彼女の言う通りだわ。近接武器で斬りつける隙なんて、自らがその隙を狙ってくれと言っているようなもの。
サクラがブレイフマンたちの合間に下り立ち、業火を宿した鉄鎚を一回り振るうと、周囲にいた男たちは一人も余すことなく燃え上がった。
「イヒギャッ! あっちいっ! 燃えるっ! 俺が燃えるっ!」
「やめろっ! こんなの気持ち良くないっ! まだシ足りねえっ!」
「死ぬっ! 死にたくないっ! 消えるっ! 俺が消えるるるるるるっ!」
「ヒギィィィィッ! あちいいいいっ! どうせなら一発イハァアアァァァァ……」
一人二人と次々と燃えていく、その抱えた罪の分だけ一瞬で消えてしまうかのように、最初からいなかったかのように、跡形もなくどこかへと霧散していく。
そして、残されたブレイフマンたちは我先に方々へと逃げ出したけれど、その先に回り込むのは鋼鉄の騎士と金色の獅子。

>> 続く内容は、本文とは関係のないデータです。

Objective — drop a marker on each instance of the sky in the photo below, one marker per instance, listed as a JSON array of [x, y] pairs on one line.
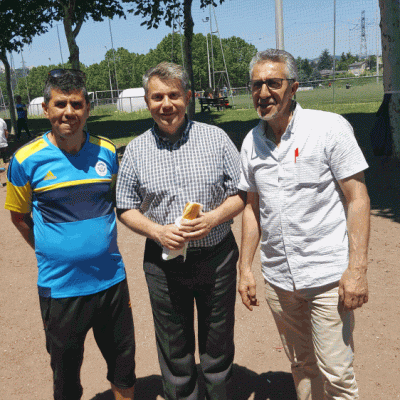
[[308, 30]]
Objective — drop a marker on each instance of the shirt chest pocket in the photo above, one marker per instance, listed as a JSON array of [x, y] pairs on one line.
[[307, 171]]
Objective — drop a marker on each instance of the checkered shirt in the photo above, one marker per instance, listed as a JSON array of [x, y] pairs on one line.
[[158, 177]]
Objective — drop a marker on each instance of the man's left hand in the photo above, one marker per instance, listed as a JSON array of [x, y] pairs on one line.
[[197, 228], [353, 288]]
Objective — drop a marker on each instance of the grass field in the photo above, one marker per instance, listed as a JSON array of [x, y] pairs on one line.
[[358, 104]]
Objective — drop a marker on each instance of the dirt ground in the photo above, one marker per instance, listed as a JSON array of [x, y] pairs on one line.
[[261, 368]]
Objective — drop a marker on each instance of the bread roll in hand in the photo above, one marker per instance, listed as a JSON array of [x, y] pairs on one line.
[[191, 210]]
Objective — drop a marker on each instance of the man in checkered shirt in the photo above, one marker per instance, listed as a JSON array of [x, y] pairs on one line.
[[176, 161], [308, 203]]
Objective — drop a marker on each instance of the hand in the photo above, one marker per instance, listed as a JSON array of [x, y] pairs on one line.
[[353, 288], [247, 290], [171, 237], [197, 228]]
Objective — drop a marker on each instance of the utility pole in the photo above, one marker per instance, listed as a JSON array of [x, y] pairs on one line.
[[115, 67], [59, 44], [279, 25], [208, 54], [109, 75], [26, 76]]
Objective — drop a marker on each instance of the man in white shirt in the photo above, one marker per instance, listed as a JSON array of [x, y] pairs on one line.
[[308, 203]]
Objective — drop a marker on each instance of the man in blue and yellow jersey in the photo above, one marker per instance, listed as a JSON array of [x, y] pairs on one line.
[[60, 192]]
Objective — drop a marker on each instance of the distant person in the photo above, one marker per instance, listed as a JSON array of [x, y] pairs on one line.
[[22, 114], [61, 197], [308, 203]]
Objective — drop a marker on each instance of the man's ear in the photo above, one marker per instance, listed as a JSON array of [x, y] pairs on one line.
[[45, 109], [295, 86], [188, 96]]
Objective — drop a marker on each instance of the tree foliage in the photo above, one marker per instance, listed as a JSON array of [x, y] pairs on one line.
[[170, 12], [20, 22], [73, 13]]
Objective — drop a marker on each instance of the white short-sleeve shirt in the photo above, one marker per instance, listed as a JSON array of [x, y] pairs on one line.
[[3, 139], [304, 241]]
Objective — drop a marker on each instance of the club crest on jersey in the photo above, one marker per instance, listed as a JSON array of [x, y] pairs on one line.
[[101, 168]]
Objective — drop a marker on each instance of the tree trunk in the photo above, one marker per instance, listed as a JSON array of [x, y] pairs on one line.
[[188, 31], [390, 29], [70, 33], [3, 58]]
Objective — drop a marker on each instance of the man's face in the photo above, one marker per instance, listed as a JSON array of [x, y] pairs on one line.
[[67, 113], [271, 104], [167, 102]]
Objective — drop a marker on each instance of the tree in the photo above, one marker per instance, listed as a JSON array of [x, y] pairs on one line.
[[74, 13], [390, 29], [170, 11], [20, 21]]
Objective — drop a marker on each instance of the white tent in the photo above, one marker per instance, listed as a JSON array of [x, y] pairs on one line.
[[130, 100], [35, 106]]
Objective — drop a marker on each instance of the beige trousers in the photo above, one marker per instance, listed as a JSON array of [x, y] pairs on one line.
[[317, 335]]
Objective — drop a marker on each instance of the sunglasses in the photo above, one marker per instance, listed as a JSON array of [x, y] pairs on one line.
[[58, 73], [273, 83]]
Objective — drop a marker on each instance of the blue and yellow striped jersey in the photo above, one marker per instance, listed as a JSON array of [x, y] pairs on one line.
[[71, 200]]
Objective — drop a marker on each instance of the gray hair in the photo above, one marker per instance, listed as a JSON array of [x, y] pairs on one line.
[[166, 71], [276, 55], [67, 83]]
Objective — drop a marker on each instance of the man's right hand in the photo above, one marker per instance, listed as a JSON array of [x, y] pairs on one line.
[[247, 290], [171, 237]]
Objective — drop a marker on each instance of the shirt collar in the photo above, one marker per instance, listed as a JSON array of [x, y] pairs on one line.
[[289, 129]]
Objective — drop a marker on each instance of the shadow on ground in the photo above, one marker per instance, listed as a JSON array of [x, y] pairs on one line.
[[266, 386]]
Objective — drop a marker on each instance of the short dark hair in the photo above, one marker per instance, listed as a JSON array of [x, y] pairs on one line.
[[67, 83], [167, 71]]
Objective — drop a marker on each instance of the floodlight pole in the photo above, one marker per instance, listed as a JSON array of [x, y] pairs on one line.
[[59, 44], [115, 67], [26, 77], [334, 49], [208, 54], [279, 25], [109, 75]]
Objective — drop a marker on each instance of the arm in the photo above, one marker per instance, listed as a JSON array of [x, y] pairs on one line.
[[169, 235], [251, 234], [202, 226], [353, 286], [24, 223]]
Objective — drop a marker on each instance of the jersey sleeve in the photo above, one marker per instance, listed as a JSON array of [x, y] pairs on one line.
[[19, 192]]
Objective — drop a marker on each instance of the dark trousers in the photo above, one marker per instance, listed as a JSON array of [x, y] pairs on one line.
[[22, 123], [67, 322], [207, 277]]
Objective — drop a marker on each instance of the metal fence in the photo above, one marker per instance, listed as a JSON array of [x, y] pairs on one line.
[[349, 90]]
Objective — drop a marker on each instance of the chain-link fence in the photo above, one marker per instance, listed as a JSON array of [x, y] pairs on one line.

「ハッ、クソ共ガッ! 同じ顔で手間バカりカけサせヤガって、沈め!」
戦斧の腹で叩かれ、昏倒したところをまた焼かれる。
「……逃がさない」
鋼鉄の拳も、逃げるブレイフマンたちの意識を一撃で刈り取っていく。
「リシィ、緋剣を最大顕現で振るう。あの能力ごと、奴の人格を形成した過去の全てを斬るということは、やはり人一人を殺すに等しいかも知れないけど……僕と一緒に振るってもらえるか?」
「ん、今更よ。貴方に寄り添うことを選んだのは、私自身なの」
「ありがとう。今度は自分だけはなしだよ」
「ん……うん、わかったわ。一緒にね」
そう、“死”にも恐れることはないの、私には神器がある。
それに、何よりもカイトが傍にいてくれるのだから。